Commanders say that behind all the PowerPoint jokes are serious concerns that the program stifles discussion, critical thinking and thoughtful decision-making. Not least, it ties up junior officers--referred to as PowerPoint Rangers--in the daily preparation of slides, be it for a Joint Staff meeting in Washington or for a platoon leader's pre-mission combat briefing in a remote pocket of Afghanistan.
As an industry analyst, I helped polish many, many slide decks. And I've created more than a few of my own. Some of the criticisms are certainly valid while others seem to me more about the nature of routine status meetings than the particular tool used to create material for those meetings.
It's not that PowerPoint and its competitors don't share any blame. Over time, they've gained features like gradient fills and shadows that encourage fiddling and the gratuitous use of graphical junk. Standard templates tend to the cluttered and garish. But the hierarchical bullets that are the target of many PowerPoint criticisms such as the following predate PowerPoint, indeed, predate personal computers:
Commanders say that the slides impart less information than a five-page paper can hold, and that they relieve the briefer of the need to polish writing to convey an analytic, persuasive point. Imagine lawyers presenting arguments before the Supreme Court in slides instead of legal briefs.
Captain Burke's essay in the Small Wars Journal also cited a widely read attack on PowerPoint in Armed Forces Journal last summer by Thomas X. Hammes, a retired Marine colonel, whose title, "Dumb-Dumb Bullets," underscored criticism of fuzzy bullet points; "accelerate the introduction of new weapons," for instance, does not actually say who should do so.
Ultimately, one of the reasons people like to use bullets is that it's a relatively easy way to structure a straightforward presentation, which may be fine for a routine meeting but probably isn't so good if you're trying to formulate a strategy or understand a problem.
Perhaps the biggest problem with most business presentations is that they're trying to do two things at the same time. They're "sliduments," to use a word coined by Garr Reynolds in his book, "Presentation Zen."

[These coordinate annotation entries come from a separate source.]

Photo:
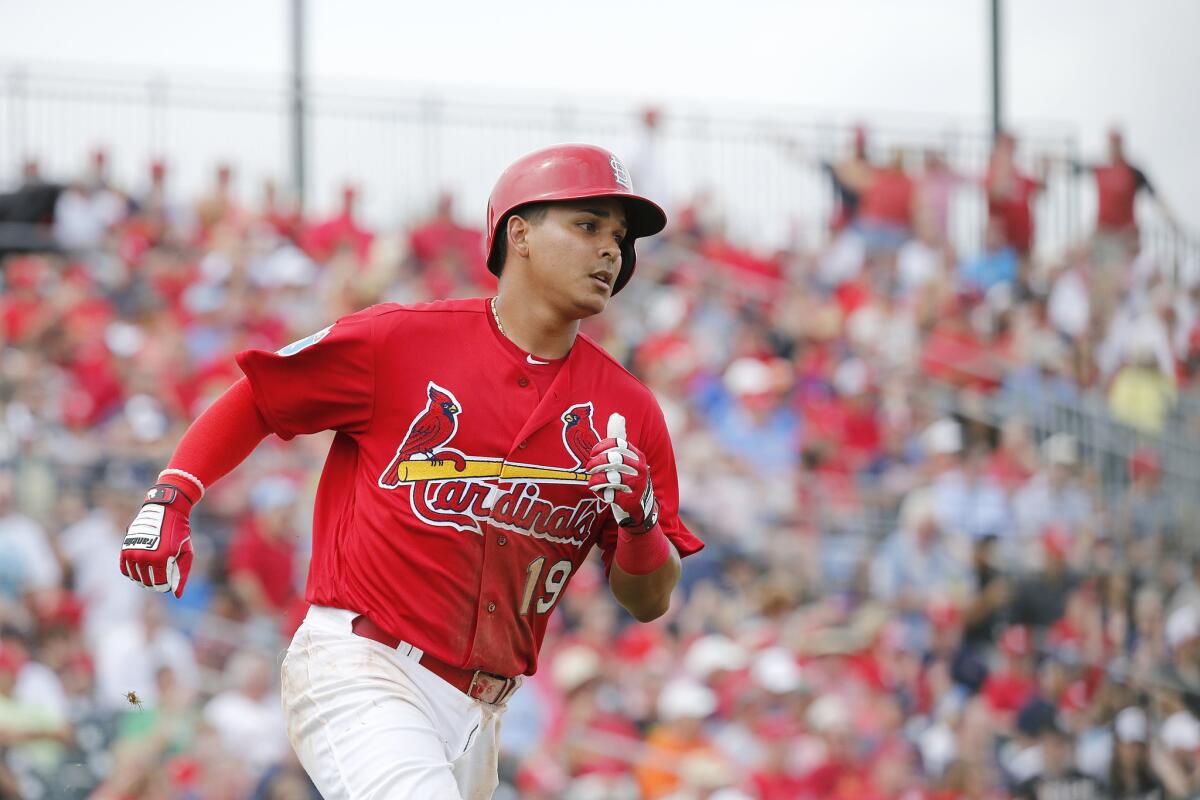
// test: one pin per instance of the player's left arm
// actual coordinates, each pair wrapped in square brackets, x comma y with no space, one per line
[646,565]
[646,596]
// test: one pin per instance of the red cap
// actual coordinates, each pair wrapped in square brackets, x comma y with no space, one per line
[571,172]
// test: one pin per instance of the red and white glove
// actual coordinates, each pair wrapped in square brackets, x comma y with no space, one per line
[157,548]
[621,475]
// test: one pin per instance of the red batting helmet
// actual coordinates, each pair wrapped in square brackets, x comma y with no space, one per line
[571,172]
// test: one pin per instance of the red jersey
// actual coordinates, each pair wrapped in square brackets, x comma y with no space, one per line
[1116,187]
[1014,208]
[888,200]
[453,509]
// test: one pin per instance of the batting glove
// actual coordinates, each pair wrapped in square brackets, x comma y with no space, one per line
[157,548]
[622,476]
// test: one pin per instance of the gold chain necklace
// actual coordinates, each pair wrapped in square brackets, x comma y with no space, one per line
[497,318]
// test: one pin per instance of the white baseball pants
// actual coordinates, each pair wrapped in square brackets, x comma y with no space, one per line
[369,722]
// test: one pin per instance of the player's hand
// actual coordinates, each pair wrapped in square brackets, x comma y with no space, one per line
[622,476]
[157,548]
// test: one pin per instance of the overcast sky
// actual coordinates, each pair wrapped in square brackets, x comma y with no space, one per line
[1083,62]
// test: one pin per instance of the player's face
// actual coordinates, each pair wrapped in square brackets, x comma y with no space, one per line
[575,253]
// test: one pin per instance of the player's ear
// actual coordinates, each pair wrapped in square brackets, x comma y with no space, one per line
[517,232]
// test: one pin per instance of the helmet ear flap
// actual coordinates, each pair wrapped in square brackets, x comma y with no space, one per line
[627,264]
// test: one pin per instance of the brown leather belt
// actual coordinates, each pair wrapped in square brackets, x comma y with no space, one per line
[484,686]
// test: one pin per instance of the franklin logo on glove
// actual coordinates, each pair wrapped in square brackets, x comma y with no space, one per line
[157,547]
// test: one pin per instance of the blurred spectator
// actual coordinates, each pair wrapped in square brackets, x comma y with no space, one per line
[1141,394]
[682,708]
[1055,497]
[935,192]
[996,265]
[263,552]
[27,560]
[850,176]
[341,232]
[916,561]
[1059,777]
[886,214]
[1011,194]
[1117,184]
[129,657]
[87,210]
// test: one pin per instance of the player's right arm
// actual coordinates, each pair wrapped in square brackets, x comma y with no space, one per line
[157,547]
[324,382]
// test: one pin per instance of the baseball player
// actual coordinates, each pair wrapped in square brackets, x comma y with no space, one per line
[484,446]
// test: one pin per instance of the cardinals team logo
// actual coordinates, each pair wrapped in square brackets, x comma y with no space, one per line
[579,434]
[454,489]
[621,174]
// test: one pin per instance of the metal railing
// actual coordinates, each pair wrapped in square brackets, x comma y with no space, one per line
[403,146]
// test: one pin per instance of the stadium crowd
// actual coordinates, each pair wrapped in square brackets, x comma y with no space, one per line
[915,585]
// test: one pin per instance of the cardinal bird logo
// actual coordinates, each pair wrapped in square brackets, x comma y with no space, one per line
[579,435]
[432,428]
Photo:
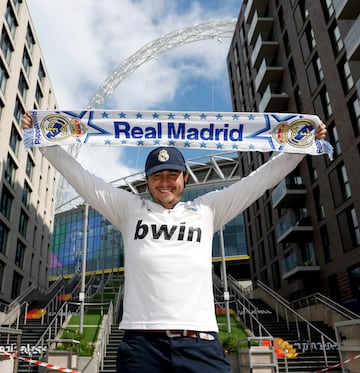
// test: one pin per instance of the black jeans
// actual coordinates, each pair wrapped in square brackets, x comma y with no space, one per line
[157,353]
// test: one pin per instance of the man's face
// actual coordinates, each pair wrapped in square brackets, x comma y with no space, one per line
[166,187]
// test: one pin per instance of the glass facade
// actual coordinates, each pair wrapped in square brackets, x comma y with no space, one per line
[105,245]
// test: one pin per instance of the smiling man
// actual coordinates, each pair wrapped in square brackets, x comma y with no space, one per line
[169,313]
[166,175]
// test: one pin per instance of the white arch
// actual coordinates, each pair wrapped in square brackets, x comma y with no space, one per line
[210,30]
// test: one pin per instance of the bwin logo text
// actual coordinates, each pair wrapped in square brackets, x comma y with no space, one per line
[178,232]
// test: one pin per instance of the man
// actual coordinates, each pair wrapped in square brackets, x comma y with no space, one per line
[169,318]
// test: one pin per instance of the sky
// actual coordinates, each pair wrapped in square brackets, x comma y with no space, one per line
[83,41]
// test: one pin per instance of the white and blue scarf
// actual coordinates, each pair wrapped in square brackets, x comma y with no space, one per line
[233,131]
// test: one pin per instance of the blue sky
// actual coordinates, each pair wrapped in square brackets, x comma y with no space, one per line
[84,41]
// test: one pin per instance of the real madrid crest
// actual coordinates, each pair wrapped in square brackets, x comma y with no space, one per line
[297,134]
[56,127]
[163,156]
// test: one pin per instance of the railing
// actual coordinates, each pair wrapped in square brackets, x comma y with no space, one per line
[22,297]
[52,330]
[104,340]
[14,314]
[245,307]
[318,298]
[296,317]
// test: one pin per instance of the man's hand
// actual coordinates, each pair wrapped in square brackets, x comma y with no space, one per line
[26,121]
[320,131]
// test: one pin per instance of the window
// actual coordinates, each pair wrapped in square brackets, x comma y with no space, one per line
[26,195]
[334,139]
[310,37]
[6,202]
[328,8]
[29,166]
[354,109]
[281,18]
[301,15]
[347,80]
[18,110]
[19,254]
[340,186]
[22,86]
[26,61]
[23,223]
[298,100]
[320,211]
[30,41]
[336,39]
[322,104]
[4,232]
[15,140]
[349,229]
[286,43]
[292,71]
[10,171]
[38,94]
[10,19]
[16,285]
[16,4]
[315,73]
[328,256]
[2,270]
[41,72]
[312,169]
[5,45]
[4,76]
[354,277]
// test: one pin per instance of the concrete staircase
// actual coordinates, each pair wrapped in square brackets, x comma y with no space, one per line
[310,356]
[31,333]
[111,350]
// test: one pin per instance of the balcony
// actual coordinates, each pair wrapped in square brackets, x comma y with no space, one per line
[266,75]
[300,262]
[346,9]
[352,41]
[290,193]
[274,99]
[252,6]
[293,228]
[263,48]
[260,24]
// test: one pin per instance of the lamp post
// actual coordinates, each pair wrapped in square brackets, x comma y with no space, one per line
[224,275]
[83,268]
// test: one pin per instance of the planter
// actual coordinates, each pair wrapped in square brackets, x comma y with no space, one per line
[63,359]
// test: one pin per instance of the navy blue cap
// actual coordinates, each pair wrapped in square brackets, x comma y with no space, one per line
[164,158]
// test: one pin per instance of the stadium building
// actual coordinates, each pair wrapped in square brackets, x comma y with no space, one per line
[104,242]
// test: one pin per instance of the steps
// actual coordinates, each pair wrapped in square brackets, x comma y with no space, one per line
[310,352]
[31,333]
[111,350]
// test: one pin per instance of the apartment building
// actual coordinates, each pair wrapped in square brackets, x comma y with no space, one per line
[304,56]
[27,180]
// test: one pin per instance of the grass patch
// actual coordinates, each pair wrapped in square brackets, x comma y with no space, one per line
[230,340]
[87,339]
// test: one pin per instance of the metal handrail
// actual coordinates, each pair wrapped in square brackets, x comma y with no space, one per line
[279,300]
[52,329]
[320,298]
[14,314]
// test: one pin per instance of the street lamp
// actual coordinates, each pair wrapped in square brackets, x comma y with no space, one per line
[224,278]
[83,268]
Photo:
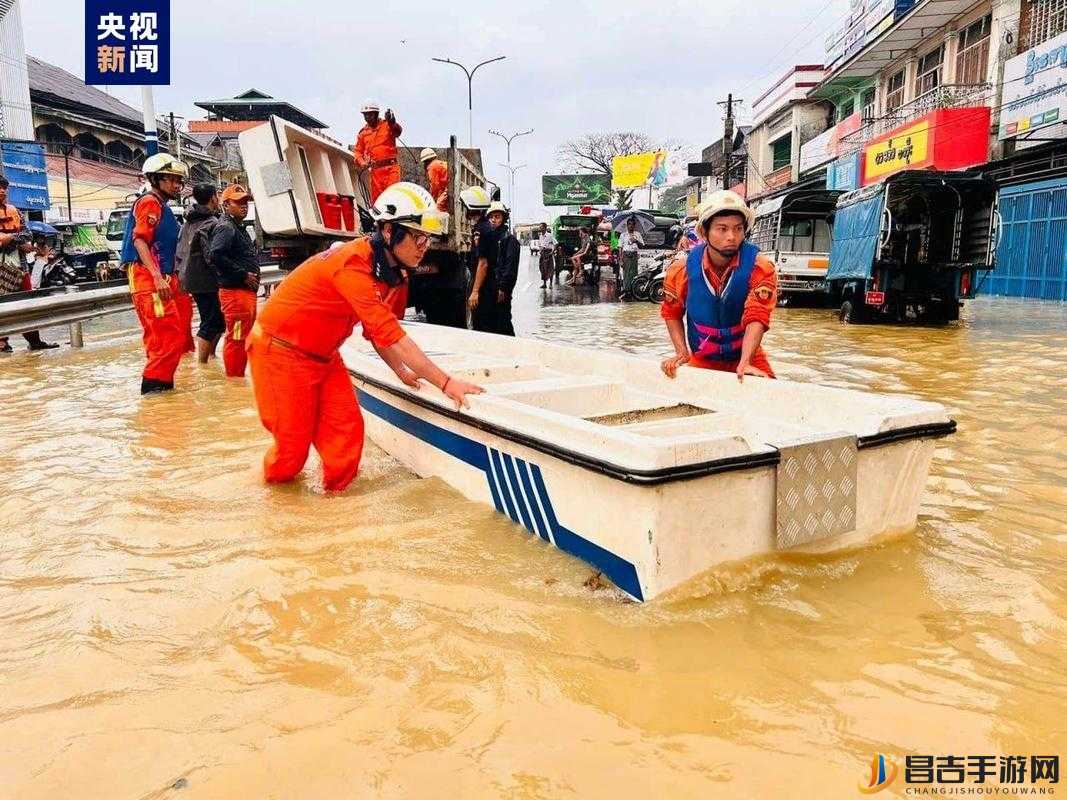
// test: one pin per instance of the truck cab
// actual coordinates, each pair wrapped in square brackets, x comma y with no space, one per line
[912,246]
[794,230]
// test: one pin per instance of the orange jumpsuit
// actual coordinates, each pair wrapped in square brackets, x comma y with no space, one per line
[377,148]
[239,310]
[759,304]
[436,174]
[303,392]
[168,324]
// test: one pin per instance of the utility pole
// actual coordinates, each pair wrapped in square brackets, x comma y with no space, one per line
[148,111]
[728,133]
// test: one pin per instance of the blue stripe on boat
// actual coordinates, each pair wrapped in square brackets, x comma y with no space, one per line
[622,573]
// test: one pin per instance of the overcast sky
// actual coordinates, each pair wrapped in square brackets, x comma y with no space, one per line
[571,67]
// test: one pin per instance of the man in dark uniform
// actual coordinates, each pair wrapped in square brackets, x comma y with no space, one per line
[497,254]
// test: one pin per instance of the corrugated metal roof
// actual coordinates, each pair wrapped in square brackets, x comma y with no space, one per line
[50,80]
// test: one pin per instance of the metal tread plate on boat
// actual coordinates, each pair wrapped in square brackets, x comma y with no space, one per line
[815,489]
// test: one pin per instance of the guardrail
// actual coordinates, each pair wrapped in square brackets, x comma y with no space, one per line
[75,306]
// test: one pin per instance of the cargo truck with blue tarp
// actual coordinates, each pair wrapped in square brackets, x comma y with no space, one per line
[912,246]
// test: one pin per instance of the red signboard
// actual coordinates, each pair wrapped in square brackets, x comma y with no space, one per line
[946,139]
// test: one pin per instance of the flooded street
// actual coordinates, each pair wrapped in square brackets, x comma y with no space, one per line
[173,628]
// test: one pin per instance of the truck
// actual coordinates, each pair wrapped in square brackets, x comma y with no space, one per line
[912,246]
[794,230]
[311,194]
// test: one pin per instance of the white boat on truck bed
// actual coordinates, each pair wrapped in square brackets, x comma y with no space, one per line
[650,480]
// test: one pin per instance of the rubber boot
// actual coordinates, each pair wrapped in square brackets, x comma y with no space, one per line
[149,386]
[204,350]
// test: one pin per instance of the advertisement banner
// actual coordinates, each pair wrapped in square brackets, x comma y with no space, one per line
[1035,91]
[572,190]
[948,139]
[908,146]
[639,170]
[24,164]
[128,43]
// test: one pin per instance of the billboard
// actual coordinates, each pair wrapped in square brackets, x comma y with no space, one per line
[639,169]
[1035,90]
[575,190]
[24,164]
[948,139]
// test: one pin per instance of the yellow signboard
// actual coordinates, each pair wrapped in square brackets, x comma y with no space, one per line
[638,170]
[910,147]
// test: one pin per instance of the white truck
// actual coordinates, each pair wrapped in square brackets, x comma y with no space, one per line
[309,193]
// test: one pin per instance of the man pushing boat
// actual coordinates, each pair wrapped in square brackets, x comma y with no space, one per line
[303,392]
[723,290]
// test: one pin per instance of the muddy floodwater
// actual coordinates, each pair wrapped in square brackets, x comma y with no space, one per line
[170,627]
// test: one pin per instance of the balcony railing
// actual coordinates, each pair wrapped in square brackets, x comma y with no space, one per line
[950,96]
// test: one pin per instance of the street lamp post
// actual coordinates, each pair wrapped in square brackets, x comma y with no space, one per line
[507,141]
[470,75]
[511,184]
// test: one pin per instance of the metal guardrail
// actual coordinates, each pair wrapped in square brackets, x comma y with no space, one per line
[76,306]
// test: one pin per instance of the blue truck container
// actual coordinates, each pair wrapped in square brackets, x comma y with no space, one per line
[911,246]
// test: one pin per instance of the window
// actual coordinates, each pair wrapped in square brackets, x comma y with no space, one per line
[866,102]
[928,75]
[972,57]
[894,92]
[781,153]
[1047,18]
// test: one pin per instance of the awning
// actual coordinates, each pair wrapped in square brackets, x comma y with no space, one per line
[927,17]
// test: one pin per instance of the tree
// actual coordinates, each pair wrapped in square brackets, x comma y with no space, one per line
[593,153]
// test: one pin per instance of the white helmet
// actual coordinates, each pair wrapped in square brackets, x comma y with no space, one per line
[475,198]
[164,163]
[410,205]
[721,202]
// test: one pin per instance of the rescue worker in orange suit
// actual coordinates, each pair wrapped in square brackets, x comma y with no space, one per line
[148,249]
[303,392]
[376,148]
[436,176]
[723,290]
[233,255]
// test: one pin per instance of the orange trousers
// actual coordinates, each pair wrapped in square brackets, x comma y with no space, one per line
[382,178]
[164,339]
[304,402]
[239,309]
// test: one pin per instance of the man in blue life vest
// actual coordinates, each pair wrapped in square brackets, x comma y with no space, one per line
[725,290]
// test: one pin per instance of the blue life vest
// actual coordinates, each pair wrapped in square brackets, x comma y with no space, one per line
[166,239]
[713,322]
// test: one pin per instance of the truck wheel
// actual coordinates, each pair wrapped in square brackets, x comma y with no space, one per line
[656,290]
[850,313]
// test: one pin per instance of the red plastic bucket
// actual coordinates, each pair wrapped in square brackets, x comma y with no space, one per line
[330,208]
[348,211]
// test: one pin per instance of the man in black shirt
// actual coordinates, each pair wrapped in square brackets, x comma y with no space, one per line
[233,255]
[494,281]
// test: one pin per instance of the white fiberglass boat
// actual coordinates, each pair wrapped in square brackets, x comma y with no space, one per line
[653,480]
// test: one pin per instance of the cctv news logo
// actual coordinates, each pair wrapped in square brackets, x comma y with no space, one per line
[1004,776]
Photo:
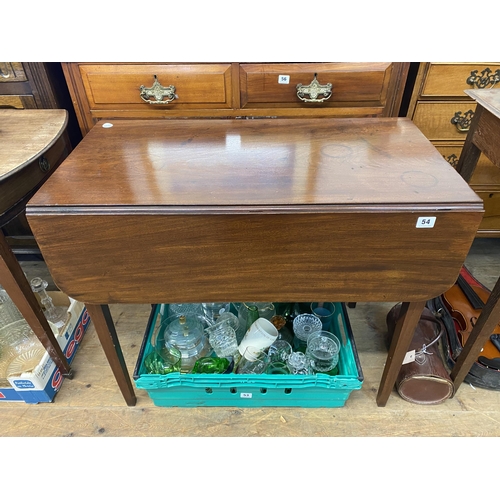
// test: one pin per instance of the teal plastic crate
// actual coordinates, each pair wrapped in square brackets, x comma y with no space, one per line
[309,391]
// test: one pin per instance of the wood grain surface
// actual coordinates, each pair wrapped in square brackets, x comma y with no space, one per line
[250,163]
[27,133]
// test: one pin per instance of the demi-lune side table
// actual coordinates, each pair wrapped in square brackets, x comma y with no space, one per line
[33,142]
[159,211]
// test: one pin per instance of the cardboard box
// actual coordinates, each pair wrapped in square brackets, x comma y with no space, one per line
[42,383]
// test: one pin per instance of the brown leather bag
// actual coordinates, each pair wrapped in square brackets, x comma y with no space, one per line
[426,380]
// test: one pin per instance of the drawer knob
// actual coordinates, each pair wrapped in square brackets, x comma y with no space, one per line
[462,122]
[487,78]
[311,92]
[157,94]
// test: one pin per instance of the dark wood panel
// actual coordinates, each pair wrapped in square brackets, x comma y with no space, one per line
[230,163]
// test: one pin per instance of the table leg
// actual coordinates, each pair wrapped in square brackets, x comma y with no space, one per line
[403,335]
[19,290]
[105,329]
[485,326]
[470,152]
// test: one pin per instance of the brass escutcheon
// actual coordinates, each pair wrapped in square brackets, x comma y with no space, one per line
[311,92]
[462,122]
[452,160]
[157,94]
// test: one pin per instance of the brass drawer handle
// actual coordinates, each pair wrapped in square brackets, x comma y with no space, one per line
[157,94]
[310,93]
[462,122]
[487,78]
[452,160]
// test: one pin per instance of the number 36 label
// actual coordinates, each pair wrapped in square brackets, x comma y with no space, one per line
[426,221]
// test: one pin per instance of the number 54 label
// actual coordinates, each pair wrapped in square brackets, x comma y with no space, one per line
[426,221]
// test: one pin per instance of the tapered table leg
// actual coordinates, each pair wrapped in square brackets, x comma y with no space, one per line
[484,327]
[19,290]
[105,329]
[401,340]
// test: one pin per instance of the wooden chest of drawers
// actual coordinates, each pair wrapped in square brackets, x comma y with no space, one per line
[232,90]
[442,111]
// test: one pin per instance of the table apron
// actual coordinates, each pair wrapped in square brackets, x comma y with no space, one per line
[104,259]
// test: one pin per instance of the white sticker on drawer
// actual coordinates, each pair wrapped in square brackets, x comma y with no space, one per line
[426,221]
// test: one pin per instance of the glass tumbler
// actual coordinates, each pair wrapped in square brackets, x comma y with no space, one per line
[323,350]
[325,312]
[253,361]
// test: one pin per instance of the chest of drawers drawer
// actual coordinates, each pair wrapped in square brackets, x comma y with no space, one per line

The problem is this. When your average business presentation is presented to someone, the primary leave-behind is usually the same slide deck, perhaps with some notes taken on it during the course of the presentation. Furthermore, while in an ideal world, the presenter would be capable of giving his pitch with no slide support whatsoever, the reality is that someone who only sort of knows the material often fills in at the last moment.
Both these factors push slides towards a worst-of-all-worlds state. They're still bullet points rather than more carefully crafted long-form text, but they have lots of bullet points because the slides need to be at least somewhat comprehensible in the absence of the actual presentation. Add to this the fact that bullets (and random stock images) are much easier to create than compelling and relevant graphics and you end up with slides that are doubtless all too familiar to just about everyone.
(As an aside, I find the graphic at the beginning of The New York Times article odd, as it doesn't have much to do with, and may even be in opposition to, the main point of the article. Complex and information-rich graphics have a role in particular circumstances. In any case, they tend to trump an endless march of bullet points.)